The other day, I was working out in New York Sports Club in Bay Ridge, doing my kettlebell swings and basu ball as per the Four Hour Body. I was standing in an area marked "for personal training only -- when personal training sessions are occurring, this area is private" or something to that effect. When I started, there weren't any trainers to be seen. After a few minutes, a trainer just walks by and moves the basu ball I was using over to his client without saying anything. Because he was already using something else, I asked if it was in the way or if he needed to use it. He said he was using it and then just rudely pointed to the sign without saying anything.
I get that there are people paying up for personal sessions that might need more room, but I don't think that expecting someone to drop everything and vacate the area immediately in the middle of a workout is a reasonable way to treat existing customers. On top of that, taking without asking, even if you have a right to something, is just plain rude.
I felt like a second class citizen in a gym I've belonged to for 10 years. The person being trained might be higher margin, but I provide the base of the business--consistant and predictable revenue that isn't likely to suddenly fall off.
I also had an odd kettlebell experience a few weeks prior. At the 14th/5th location, they started locking the kettlebells up. When I asked to use them, they offered to get me a personal trainer to show me how. I knew how to do the one exercise that I wanted to do, and said I didn't need one, but they were insistant about making sure I don't get hurt.
Meanwhile, anyone can go up to the dumbbell area and pick up an 85 pound weight and swing it around as they please. I have a feeling that anyone who goes over to try the kettlebells probably knows what they're doing more so than the average meathead who tries to lift too much at the free weights--simply because kettlebells are new and probably intimidating to newbies.
A much better sell would be to ask anyone who tries to use them if they need some help. Keeping something I want to use away under lock and key was frustrating.

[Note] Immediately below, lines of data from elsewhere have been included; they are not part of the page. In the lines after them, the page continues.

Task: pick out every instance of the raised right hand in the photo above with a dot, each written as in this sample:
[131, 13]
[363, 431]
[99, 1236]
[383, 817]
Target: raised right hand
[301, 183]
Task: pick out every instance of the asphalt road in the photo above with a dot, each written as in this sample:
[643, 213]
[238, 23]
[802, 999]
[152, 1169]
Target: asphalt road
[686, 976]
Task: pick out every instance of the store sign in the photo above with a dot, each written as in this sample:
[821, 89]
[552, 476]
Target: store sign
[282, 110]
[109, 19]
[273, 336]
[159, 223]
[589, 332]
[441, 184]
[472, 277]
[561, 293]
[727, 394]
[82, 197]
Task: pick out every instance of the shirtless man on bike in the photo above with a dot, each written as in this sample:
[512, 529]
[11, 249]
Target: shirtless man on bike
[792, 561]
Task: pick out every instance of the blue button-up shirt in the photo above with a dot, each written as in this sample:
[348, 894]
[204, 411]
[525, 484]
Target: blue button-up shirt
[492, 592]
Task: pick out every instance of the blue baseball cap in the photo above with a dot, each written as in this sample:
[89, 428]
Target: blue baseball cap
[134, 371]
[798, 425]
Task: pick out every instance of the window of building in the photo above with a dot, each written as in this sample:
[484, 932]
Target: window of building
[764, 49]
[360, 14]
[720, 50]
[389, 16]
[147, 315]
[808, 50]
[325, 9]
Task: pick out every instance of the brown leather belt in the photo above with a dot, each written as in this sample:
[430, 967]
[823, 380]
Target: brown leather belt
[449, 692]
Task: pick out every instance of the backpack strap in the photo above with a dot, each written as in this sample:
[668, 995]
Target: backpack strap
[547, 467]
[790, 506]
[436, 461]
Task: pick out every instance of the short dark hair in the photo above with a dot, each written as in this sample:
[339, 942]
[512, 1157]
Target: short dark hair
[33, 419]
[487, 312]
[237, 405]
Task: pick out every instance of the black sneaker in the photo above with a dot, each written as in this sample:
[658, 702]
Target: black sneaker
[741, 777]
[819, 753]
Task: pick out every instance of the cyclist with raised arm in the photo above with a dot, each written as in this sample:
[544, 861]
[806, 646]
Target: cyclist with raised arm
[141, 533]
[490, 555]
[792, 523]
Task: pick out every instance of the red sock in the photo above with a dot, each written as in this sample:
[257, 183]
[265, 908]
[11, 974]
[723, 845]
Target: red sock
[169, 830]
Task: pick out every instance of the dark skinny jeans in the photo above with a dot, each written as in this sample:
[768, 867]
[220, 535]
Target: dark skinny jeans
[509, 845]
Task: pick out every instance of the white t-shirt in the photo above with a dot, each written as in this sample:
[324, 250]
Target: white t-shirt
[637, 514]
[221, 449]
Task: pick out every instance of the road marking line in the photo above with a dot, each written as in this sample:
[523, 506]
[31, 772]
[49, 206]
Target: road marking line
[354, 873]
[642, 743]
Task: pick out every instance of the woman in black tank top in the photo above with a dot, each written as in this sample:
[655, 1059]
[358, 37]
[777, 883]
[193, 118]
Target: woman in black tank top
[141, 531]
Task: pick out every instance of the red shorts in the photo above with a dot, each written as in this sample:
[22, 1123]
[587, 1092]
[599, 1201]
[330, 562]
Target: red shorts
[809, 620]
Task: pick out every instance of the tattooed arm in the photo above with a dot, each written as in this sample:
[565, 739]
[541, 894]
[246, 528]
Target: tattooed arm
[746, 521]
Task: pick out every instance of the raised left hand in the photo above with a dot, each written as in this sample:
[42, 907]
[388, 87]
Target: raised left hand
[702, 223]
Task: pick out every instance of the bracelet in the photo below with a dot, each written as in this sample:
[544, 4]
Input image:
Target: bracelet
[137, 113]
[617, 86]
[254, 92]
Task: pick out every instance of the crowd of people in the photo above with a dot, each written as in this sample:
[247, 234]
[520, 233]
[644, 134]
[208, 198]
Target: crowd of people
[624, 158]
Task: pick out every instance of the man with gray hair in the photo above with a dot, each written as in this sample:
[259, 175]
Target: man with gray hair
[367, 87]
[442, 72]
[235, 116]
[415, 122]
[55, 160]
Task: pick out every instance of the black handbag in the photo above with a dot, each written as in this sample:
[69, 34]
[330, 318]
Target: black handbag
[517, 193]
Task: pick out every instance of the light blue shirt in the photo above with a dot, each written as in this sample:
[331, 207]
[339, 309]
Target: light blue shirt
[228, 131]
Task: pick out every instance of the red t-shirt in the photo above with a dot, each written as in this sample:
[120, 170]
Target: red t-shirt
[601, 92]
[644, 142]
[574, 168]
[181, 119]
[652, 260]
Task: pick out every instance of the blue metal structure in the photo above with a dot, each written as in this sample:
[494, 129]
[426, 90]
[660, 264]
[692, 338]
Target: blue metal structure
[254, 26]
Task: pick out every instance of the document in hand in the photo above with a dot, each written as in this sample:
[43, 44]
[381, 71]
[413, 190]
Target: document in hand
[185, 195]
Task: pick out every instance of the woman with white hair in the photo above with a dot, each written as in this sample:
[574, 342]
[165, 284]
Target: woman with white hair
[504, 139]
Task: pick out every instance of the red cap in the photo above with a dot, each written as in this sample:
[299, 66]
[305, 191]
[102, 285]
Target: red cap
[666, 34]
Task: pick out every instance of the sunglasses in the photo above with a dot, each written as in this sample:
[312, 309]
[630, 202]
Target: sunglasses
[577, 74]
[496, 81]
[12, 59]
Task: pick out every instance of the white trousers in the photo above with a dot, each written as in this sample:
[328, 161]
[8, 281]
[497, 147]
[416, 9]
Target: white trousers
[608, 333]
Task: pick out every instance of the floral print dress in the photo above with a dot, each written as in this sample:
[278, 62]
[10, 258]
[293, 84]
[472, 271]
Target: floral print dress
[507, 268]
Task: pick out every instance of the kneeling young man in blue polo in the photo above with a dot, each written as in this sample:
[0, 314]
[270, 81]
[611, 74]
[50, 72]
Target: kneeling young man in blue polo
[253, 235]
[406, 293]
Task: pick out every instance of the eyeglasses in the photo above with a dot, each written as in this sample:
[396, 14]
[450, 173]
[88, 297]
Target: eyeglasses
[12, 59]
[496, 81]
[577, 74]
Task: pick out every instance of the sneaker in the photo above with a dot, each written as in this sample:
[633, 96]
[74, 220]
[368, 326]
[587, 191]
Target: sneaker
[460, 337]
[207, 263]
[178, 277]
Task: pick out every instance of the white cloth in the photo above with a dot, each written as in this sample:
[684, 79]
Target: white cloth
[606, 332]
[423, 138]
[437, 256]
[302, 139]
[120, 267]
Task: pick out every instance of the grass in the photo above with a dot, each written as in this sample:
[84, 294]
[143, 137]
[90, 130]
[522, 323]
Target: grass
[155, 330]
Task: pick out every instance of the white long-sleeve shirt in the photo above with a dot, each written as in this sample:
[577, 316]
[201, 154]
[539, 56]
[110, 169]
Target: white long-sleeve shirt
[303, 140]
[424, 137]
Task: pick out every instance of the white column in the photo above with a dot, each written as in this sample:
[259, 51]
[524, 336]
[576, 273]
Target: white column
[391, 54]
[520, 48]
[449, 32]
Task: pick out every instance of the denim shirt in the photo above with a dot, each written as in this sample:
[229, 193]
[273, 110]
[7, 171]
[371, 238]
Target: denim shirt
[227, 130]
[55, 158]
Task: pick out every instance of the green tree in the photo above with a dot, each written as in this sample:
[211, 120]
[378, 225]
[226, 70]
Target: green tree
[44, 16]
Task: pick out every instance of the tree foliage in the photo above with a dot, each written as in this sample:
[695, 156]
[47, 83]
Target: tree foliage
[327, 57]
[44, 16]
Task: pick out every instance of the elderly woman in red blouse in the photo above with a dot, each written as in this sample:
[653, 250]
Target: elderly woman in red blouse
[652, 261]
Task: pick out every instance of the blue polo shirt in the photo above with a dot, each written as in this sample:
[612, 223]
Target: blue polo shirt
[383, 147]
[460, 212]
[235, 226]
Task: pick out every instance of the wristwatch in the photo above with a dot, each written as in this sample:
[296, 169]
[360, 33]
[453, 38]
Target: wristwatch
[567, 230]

It made me think of the questions that people have around freemium and where to put paywalls. I'd say the number one thing you want to make sure is that whoever isn't paying for your site doesn't feel like a second class citizen. They should just feel like the features that other people are using aren't of interest to them and it shouldn't degrade their experience not to have them. At NYSC, the personal training areas are getting bigger and bigger. While I'm sure they make more money from people getting trained, I wonder whether they stick and how the growing training area makes the rest of the gymgoers feel--especially when certain equipment is behind the paywall. I don't like feeling like I'm intruding in a place I pay to use.

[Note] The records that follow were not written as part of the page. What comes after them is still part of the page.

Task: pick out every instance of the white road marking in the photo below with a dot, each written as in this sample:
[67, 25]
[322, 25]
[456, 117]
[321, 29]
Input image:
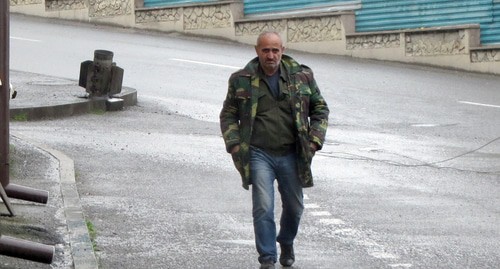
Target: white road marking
[424, 125]
[331, 221]
[311, 205]
[25, 39]
[478, 104]
[401, 265]
[355, 236]
[321, 213]
[205, 63]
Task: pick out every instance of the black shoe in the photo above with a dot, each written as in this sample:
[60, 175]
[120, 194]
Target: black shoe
[287, 257]
[267, 265]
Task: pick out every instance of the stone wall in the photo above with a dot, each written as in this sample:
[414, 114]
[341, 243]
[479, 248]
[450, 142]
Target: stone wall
[332, 33]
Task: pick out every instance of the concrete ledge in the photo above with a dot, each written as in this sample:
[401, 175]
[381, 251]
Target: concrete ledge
[76, 107]
[82, 251]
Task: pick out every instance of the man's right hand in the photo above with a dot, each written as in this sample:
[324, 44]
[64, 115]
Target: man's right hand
[235, 149]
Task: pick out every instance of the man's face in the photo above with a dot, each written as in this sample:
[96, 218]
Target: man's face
[269, 49]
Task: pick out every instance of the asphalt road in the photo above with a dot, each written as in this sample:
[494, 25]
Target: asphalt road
[409, 177]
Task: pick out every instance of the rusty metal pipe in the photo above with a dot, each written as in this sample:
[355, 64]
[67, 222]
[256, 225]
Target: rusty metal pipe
[27, 193]
[27, 250]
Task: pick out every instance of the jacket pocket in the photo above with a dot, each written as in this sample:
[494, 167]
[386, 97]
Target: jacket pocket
[237, 161]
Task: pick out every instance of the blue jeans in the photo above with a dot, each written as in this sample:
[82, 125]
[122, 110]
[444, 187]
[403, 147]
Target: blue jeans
[265, 168]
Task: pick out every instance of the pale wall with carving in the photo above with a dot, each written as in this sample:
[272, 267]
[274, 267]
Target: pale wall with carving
[332, 33]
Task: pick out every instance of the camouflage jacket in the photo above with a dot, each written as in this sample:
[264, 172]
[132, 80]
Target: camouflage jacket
[310, 114]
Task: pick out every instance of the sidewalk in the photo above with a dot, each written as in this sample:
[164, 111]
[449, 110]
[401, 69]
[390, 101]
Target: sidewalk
[61, 222]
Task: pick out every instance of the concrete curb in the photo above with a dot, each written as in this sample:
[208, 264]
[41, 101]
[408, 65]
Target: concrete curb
[82, 250]
[76, 107]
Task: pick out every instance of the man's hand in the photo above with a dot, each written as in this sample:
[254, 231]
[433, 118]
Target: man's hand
[235, 149]
[313, 146]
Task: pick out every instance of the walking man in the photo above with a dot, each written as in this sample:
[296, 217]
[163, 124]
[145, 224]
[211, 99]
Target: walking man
[273, 120]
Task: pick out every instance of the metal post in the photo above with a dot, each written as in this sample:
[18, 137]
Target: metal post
[26, 250]
[12, 190]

On top of that, you want to make sure that your targeting is right--that the right feature set is being offered to the right customer. I'm the last person on the face of the earth to pay for a personal trainer--and so to try the hard sell on me in exchange for releasing equipment that I use normally was a bad idea. How can you watch and segment user behavior so that you have a high conversion rate--not because the product is good but because you're offering it to the right people?